The mole is the SI unit of amount of substance. One mole contains 6.02 × 10²³ particles (Avogadro's number, Nₐ).

Molar mass M: mass of one mole of a substance in g mol⁻¹. Numerically equal to the relative formula mass (Mr).

Core equations:

• n = m ÷ M (moles = mass ÷ molar mass)
• m = n × M (mass = moles × molar mass)

Mr calculation: add together the Ar values for all atoms in the formula. Example: H₂SO₄ → 2(1) + 32 + 4(16) = 2 + 32 + 64 = 98 g mol⁻¹

Reacting masses

Use the balanced equation to find the ratio of moles, then convert to masses.

Example: How many grams of water form when 4 g of hydrogen burns? 2H₂ + O₂ → 2H₂O Ratio: 2 mol H₂ : 2 mol H₂O → 1:1 Moles H₂ = 4 ÷ 2 = 2 mol Moles H₂O = 2 mol Mass H₂O = 2 × 18 = 36 g

Concentration and solutions

Concentration (c) = moles ÷ volume: c = n ÷ V, where V is in dm³ (litres). 1 dm³ = 1 litre = 1000 cm³. To convert cm³ → dm³: divide by 1000.

Rearrangements:

• n = c × V
• c = n ÷ V
• V = n ÷ c

Example: What mass of NaOH (M = 40 g mol⁻¹) is needed to make 250 cm³ of 0.1 mol/dm³ solution? n = 0.1 × (250/1000) = 0.025 mol m = 0.025 × 40 = 1.0 g

Percentage yield and atom economy

Percentage yield = (actual yield ÷ theoretical yield) × 100 %

Atom economy = (mass of desired product ÷ total mass of all products from equation) × 100 %

High atom economy is desirable in industrial chemistry for sustainability and cost-effectiveness. WJEC examiners frequently ask you to justify why a process has a high or low atom economy.

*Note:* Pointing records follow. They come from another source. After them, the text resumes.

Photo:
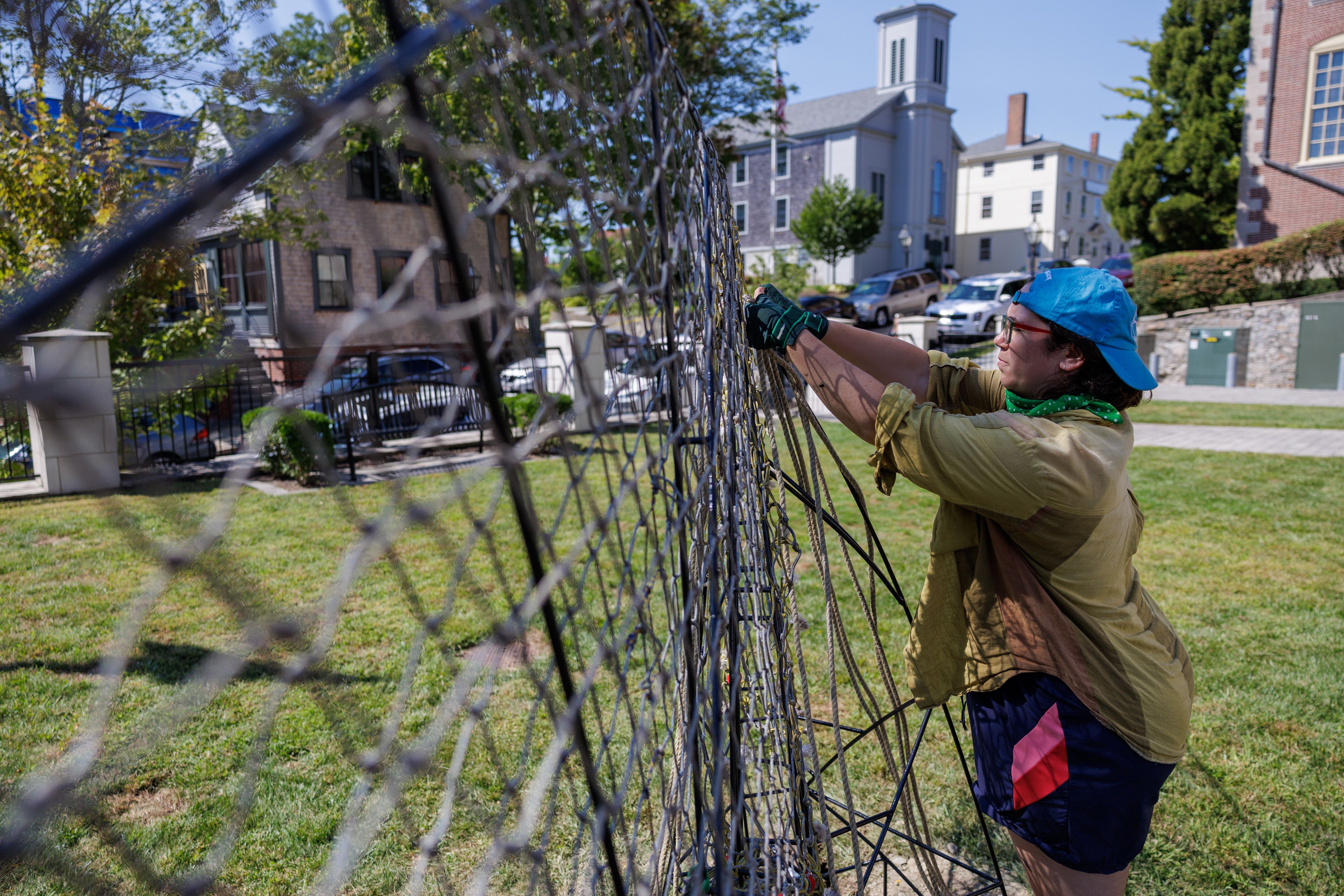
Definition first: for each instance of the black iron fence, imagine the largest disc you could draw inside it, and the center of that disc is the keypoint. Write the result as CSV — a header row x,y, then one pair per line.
x,y
182,412
15,443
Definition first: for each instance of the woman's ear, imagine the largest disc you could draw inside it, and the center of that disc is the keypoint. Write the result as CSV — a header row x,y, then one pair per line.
x,y
1072,360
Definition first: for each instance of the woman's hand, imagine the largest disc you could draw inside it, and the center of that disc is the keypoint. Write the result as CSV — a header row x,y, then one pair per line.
x,y
773,322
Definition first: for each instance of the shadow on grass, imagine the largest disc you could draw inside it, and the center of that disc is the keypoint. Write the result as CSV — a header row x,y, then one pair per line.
x,y
173,664
1244,823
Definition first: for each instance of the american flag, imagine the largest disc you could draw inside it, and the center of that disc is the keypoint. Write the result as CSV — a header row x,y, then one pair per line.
x,y
783,101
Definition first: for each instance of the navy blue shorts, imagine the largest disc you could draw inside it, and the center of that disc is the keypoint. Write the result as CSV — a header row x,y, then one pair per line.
x,y
1058,778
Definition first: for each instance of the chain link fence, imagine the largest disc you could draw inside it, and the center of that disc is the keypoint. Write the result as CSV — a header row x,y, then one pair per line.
x,y
683,680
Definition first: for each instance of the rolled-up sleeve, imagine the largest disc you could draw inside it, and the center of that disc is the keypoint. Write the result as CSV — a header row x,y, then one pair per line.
x,y
986,461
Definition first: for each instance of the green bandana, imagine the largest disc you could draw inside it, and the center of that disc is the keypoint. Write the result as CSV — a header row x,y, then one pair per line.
x,y
1044,408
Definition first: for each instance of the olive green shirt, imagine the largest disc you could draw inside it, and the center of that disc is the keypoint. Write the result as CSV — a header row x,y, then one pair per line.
x,y
1031,559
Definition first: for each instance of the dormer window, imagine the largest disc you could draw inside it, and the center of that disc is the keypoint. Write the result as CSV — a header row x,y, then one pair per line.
x,y
380,174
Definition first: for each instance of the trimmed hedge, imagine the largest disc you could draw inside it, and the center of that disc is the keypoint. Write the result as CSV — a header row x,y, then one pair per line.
x,y
287,452
1277,269
525,408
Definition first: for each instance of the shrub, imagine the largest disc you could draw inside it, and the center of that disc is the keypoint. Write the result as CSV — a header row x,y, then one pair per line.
x,y
523,408
788,277
288,453
1277,269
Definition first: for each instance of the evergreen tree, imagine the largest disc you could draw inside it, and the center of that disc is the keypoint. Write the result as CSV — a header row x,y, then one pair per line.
x,y
838,222
1175,187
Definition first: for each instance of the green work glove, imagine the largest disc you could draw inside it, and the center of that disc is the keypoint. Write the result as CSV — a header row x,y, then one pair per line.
x,y
773,322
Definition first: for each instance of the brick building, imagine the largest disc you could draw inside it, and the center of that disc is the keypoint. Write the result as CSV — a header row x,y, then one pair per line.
x,y
286,299
1294,140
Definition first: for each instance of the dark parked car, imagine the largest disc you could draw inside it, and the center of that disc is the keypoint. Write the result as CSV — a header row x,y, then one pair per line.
x,y
829,306
1121,268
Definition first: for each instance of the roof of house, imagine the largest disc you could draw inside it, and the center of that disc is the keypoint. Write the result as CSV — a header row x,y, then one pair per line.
x,y
829,113
999,143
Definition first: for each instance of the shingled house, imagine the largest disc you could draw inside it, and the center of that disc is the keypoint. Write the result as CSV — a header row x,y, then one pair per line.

WJEC required practicals relevant to U1.2

• Preparing a standard solution from a primary standard (e.g. anhydrous sodium carbonate): dissolve, transfer quantitatively to volumetric flask, make up to the mark.
• Titration to determine concentration: precisely measure volume of acid to neutralise alkali; calculate using n = c × V.

Common examiner traps

1. Changing subscripts to balance: never alter the formula (e.g. writing H₃ instead of H₂). Only change coefficients.
2. Forgetting state symbols: WJEC often awards a mark specifically for state symbols on the balanced equation.
3. Volume in the wrong units: concentration formula uses dm³. A common error is plugging in cm³ directly. Always divide cm³ by 1000.
4. Confusing Mr with Ar: Mr is for a compound (sum of all Ar values); Ar is for an element.